Connecting you with your community’s creative entrepreneurs
Central Pennsylvania is home to many entrepreneurs who have started or aspire to start their own business in the creative sector. By combining their artistic abilities with sound business practices, these individuals contribute to the local economy and the overall presence of the arts in our community. Since it is American Artist Appreciation Month, Centre Foundation is recognizing two local entrepreneurs and their artistic businesses.
Amy Tomasko and Münire Bozdemir are recipients of grants from the Creative Entrepreneur Accelerator Program (CEAP), a statewide program administered by Centre Foundation in Centre, Clearfield, Huntingdon, and Mifflin counties through a partnership with the Pennsylvania Council on the Arts.
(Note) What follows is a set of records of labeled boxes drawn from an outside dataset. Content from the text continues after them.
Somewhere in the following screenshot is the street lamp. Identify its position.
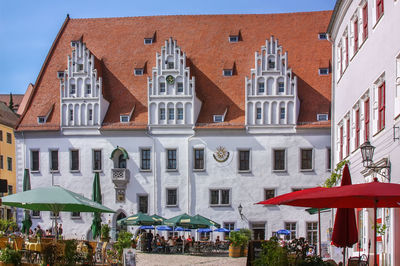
[360,140,390,178]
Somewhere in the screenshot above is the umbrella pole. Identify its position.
[318,208,321,256]
[374,200,378,266]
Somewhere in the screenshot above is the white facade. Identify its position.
[330,0,400,265]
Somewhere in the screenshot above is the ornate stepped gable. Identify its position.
[246,36,300,127]
[58,40,109,128]
[148,38,201,126]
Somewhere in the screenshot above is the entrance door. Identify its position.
[251,223,265,240]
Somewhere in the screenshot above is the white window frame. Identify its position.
[92,149,104,173]
[69,148,81,173]
[29,148,40,173]
[165,187,179,208]
[208,188,232,207]
[49,148,60,173]
[237,148,252,173]
[299,147,315,172]
[139,146,153,172]
[271,147,287,173]
[165,147,179,172]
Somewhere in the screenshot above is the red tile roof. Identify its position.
[18,11,332,130]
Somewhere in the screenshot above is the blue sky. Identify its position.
[0,0,336,94]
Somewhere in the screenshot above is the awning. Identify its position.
[110,146,129,160]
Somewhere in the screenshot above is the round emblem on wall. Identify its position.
[166,75,175,84]
[213,146,229,163]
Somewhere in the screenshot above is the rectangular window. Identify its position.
[177,82,183,92]
[167,150,176,170]
[258,82,265,93]
[326,148,332,171]
[363,3,368,41]
[223,69,233,77]
[93,150,102,171]
[364,98,370,141]
[160,108,165,120]
[7,133,12,144]
[210,189,230,206]
[301,149,313,170]
[318,67,329,76]
[7,157,12,171]
[69,84,76,95]
[86,84,92,94]
[376,0,383,21]
[160,82,165,92]
[31,150,39,172]
[264,189,275,200]
[285,222,297,240]
[70,150,79,171]
[239,150,250,171]
[339,126,343,161]
[274,150,285,171]
[307,222,318,245]
[140,149,150,170]
[279,107,285,119]
[167,62,174,69]
[138,195,149,213]
[353,17,358,54]
[167,188,178,206]
[144,38,153,44]
[355,109,360,149]
[168,108,174,120]
[135,68,143,76]
[257,107,261,119]
[50,150,58,171]
[194,149,204,170]
[176,108,183,120]
[346,118,351,156]
[229,36,239,42]
[378,82,385,131]
[278,82,285,92]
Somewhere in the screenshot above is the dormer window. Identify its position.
[177,82,183,92]
[213,115,224,123]
[144,38,153,44]
[69,84,76,95]
[135,68,144,76]
[119,115,129,123]
[38,116,46,124]
[223,69,233,77]
[317,114,328,121]
[229,35,239,42]
[318,33,328,40]
[167,62,174,69]
[318,68,329,76]
[57,71,64,79]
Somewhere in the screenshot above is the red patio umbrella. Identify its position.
[332,164,358,265]
[281,178,400,265]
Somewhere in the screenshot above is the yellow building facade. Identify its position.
[0,102,18,219]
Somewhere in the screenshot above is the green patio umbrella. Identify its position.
[193,214,221,228]
[21,169,32,234]
[164,213,209,229]
[117,212,162,225]
[2,186,114,240]
[91,173,101,239]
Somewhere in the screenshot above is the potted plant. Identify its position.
[101,224,110,242]
[228,231,249,257]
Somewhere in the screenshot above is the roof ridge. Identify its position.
[70,10,332,21]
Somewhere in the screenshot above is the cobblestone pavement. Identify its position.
[136,252,247,266]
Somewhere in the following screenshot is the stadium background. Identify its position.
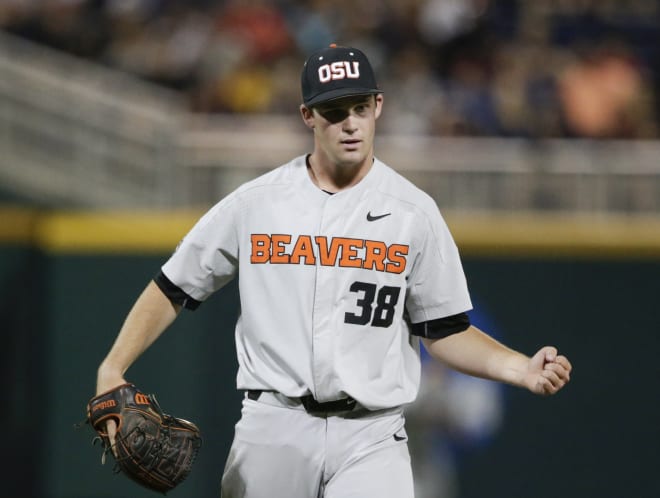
[0,0,660,498]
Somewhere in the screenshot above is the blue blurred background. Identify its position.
[0,0,660,498]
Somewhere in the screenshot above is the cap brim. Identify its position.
[304,88,383,107]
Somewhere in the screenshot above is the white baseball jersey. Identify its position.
[162,156,471,409]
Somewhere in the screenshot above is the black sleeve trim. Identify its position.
[410,313,470,339]
[154,270,202,310]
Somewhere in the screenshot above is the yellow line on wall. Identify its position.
[0,209,660,259]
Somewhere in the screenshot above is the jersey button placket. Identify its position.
[312,194,343,402]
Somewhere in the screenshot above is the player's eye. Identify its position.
[318,107,349,123]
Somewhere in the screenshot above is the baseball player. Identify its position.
[97,45,571,498]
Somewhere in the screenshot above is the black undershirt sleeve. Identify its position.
[410,313,470,339]
[154,270,202,310]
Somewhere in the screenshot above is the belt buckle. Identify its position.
[300,394,357,413]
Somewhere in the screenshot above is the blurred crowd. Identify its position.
[0,0,660,138]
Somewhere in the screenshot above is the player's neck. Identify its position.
[307,153,374,193]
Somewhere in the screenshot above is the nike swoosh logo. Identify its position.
[367,211,392,221]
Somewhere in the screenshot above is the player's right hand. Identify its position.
[96,367,126,456]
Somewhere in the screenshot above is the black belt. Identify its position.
[247,389,357,413]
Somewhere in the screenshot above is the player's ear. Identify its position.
[300,104,314,130]
[374,93,384,119]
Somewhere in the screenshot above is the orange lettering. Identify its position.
[250,233,270,263]
[362,240,387,271]
[291,235,316,265]
[385,244,408,273]
[270,234,291,264]
[333,237,364,268]
[314,235,339,266]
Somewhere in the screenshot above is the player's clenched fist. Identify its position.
[525,346,573,395]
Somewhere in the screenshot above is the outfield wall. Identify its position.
[0,209,660,498]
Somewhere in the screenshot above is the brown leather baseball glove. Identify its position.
[87,383,202,494]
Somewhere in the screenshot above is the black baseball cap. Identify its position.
[300,43,383,107]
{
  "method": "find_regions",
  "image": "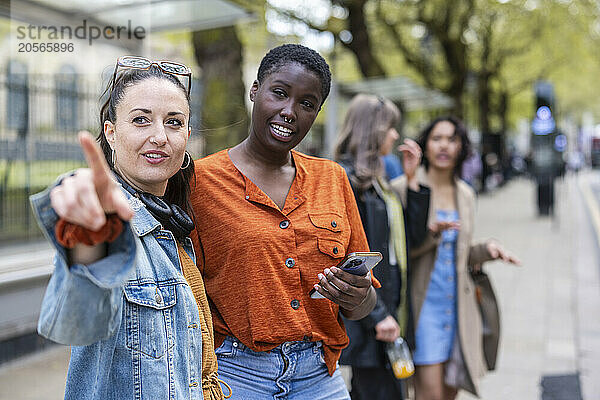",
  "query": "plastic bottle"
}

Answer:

CEAP pairs creative entrepreneurs with free small business consulting services and grant awards up to $2,000. The program’s purpose is to help creative entrepreneurs grow their businesses, audiences, and revenues in a variety of industries including music, film, design, publishing, and visual arts & crafts.
Amy founded a business designing stickers called Sisters’ Sunflowers in April of 2021. As someone who has grown up around art and practiced art through different mediums, Amy always had a creative side. It was through her travels to local landmarks that she was inspired to start her own business.
“What inspired me the most about starting this business is that Black Moshannon State Park didn’t have any cute local stickers. I’m an avid traveler, so when I go to a new place, my thing to look for is stickers since they are smaller and don’t cost that much,” said Amy.
What Amy likes most about running Sisters’ Sunflowers is connecting with the customers and knowing that people enjoy what she creates.
“I like connecting with the customers because it makes me feel like what I’m doing really matters,” she said. “Having them like the product validates your art, which makes me appreciate it even more.”
However, being a one-woman show has its challenges too.
“The biggest challenge is trying to stay on top of everything. It’s hard juggling orders, thinking ahead, and staying on top of social [media]. There are a lot of moving parts, which is awesome, but sometimes can be overwhelming,” said Amy.
Like Amy, Münire launched a small creative business in 2021. Originally from Turkey, Münire moved to the United States in 2018 after spending three and a half years in China. After moving to the United States, she combined her love for language, stories, and culture to create MyMoon Mixed Media Storytelling. Her goal is to publish accessible books for children from diverse backgrounds and who speak different languages.
“I know the statistics; in 2019, 61% of low-income families had no books. Some of this I got to see with my own eyes. I believe in the power of stories, and imagination, and how that can change things for children,” said Münire.
To Münire, being able to implement the skills that she has learned as well as combine her love for stories has been highly rewarding.
“What I like most is being able to combine all the skills I’ve developed in my life, as well as the strong connections I’ve made, the experiences I’ve had, and even the history of my country. I feel like everyone, and every element of my life has been influential in shaping me as part of my business,” said Münire.
In addition, Münire’s biggest challenge is also one of her biggest advantages.
“So far, digital technology has been one of the biggest challenges. It has also opened a lot of doors, and when starting a business having that sort of challenge is helpful. It allows you to test if this is something you truly believe in,” she said.
Being challenged in this way taught Münire that she was on the right path to make the greatest difference with her stories.
“I decided that my main focus was reaching out to kids from different linguistic, social, and financial backgrounds and technology was going to make that easier for me,” she added.
Both Amy and Münire appreciate the importance of art in their lives, as well as the value that it brings to the local community.
“The value [of art in our community] is showing you can have connections with people through art. Centre County is a great county to start something art-related because you find programs to help you succeed, that speaks wonders,” said Amy.
“I see art at every corner, like the murals [downtown]. Here it’s an open, welcoming, heartwarming space that people can go,” said Münire. “Art is all over the place, in people’s minds, in people’s hearts, and everyone can do it.”